Many people suggest that -10happiness is okay, but it cripple your empire if you keep that unhappiness too long
Of course, I'm talking about the first settling wave, before you get access to happiness policies.

Urbanization is just the fixed rate of unhappiness you get from specialists, isn't it? Your latte-drinking globalist elites don't have to worry about the poverty, illiteracy, and crime that plague your peasantry, so they don't suffer normal unhappiness. But the supply of ride-hailing services in any city is fixed, so they do register slight annoyance as their fellow yuppies swarm in and ruin their commute.
See it the other way. When there is enough infrastructure, population can grow because it has solved some annoyances of living jammed. When they can't, there's simply not enough jobs, not enough healt care, and people migrate or do nasty things. Kind of what's happenning right now in the world.
 
CBO-Balance-CoreDefines scroll down a little to Religion

When I do that, this is the only thing I see:
UPDATE CustomModOptions
SET Value = '1'
WHERE Name = 'BALANCE_CORE_BELIEFS_RESOURCE' AND EXISTS (SELECT * FROM COMMUNITY WHERE Type='COMMUNITY_CORE_BALANCE_RELIGION' AND Value= 1 );

I was expecting to see a value like 850 or something that I could edit..
 
When I do that, this is the only thing I see:
UPDATE CustomModOptions
SET Value = '1'
WHERE Name = 'BALANCE_CORE_BELIEFS_RESOURCE' AND EXISTS (SELECT * FROM COMMUNITY WHERE Type='COMMUNITY_CORE_BALANCE_RELIGION' AND Value= 1 );

I was expecting to see a value like 850 or something that I could edit..

That's because you went to the wrong place, you went CBO-CoreFiles, but its CBO-BALANCE-CoreDefines.
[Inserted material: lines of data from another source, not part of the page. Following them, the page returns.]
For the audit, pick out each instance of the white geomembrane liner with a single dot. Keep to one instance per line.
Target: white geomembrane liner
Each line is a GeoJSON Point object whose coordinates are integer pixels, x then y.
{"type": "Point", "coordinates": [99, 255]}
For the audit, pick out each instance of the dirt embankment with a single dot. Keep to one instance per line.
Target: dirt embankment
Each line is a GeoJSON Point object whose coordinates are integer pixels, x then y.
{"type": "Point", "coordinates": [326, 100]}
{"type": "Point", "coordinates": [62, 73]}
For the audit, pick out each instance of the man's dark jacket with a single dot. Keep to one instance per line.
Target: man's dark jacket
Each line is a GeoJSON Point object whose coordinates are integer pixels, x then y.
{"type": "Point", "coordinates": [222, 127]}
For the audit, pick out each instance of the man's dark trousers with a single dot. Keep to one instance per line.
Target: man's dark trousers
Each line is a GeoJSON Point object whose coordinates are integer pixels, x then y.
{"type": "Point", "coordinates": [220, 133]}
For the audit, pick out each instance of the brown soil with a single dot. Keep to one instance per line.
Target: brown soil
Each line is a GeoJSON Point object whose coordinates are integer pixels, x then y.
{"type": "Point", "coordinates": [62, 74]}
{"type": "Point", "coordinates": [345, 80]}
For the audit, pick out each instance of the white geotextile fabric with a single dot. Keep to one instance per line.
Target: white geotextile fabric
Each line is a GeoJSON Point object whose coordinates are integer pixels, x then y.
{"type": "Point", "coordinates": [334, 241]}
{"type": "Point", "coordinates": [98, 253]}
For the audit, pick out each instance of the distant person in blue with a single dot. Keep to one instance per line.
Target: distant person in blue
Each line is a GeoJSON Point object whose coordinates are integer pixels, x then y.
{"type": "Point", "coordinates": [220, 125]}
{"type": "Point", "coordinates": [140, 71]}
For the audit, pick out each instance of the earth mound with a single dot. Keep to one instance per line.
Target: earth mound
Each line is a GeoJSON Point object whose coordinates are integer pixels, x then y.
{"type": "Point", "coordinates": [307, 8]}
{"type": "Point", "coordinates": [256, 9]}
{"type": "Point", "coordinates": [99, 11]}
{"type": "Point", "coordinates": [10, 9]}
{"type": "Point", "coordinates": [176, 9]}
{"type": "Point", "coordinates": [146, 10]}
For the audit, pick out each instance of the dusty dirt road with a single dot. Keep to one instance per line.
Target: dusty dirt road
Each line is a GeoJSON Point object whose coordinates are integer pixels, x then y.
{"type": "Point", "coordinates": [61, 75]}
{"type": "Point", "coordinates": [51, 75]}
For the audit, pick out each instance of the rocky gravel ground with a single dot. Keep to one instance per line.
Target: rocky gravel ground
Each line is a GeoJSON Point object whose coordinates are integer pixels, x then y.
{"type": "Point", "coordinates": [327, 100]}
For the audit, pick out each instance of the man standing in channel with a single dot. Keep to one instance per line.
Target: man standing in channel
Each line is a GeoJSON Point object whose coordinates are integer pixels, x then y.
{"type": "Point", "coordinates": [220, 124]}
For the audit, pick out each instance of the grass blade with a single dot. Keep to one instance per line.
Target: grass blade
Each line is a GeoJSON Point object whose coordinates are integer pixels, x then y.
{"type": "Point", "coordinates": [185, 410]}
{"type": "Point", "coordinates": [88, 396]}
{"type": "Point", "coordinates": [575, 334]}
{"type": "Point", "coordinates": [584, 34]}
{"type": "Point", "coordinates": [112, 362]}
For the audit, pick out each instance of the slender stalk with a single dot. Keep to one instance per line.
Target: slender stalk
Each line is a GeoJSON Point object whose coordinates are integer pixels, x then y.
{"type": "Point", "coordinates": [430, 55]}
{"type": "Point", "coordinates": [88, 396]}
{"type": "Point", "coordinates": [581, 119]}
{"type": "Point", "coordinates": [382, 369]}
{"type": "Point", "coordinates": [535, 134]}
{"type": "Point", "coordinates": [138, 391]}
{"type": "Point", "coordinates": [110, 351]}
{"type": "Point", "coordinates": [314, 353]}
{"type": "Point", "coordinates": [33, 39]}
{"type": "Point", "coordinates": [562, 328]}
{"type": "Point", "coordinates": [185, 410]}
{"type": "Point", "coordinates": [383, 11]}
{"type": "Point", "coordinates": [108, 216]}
You'll see all you want there, can even bring back the weird thing from Vanilla where the first one is randomized.
 
Does choosing which victory option affect the way AI's behave? say I choose nothing but domination victory will that make AI more war mongery or if diplomatic will that make them more intolerant to war mongerers.
 
Why do you think an AI going for diplomatic victory should be intolerant to wars? If anything, it should be at war with contenders only just to block them from interacting with its CS allies.
 
Why do you think an AI going for diplomatic victory should be intolerant to wars? If anything, it should be at war with contenders only just to block them from interacting with its CS allies.

It was just a question I've only payed domination mode and was wondering if certain modes affect the way AI plays.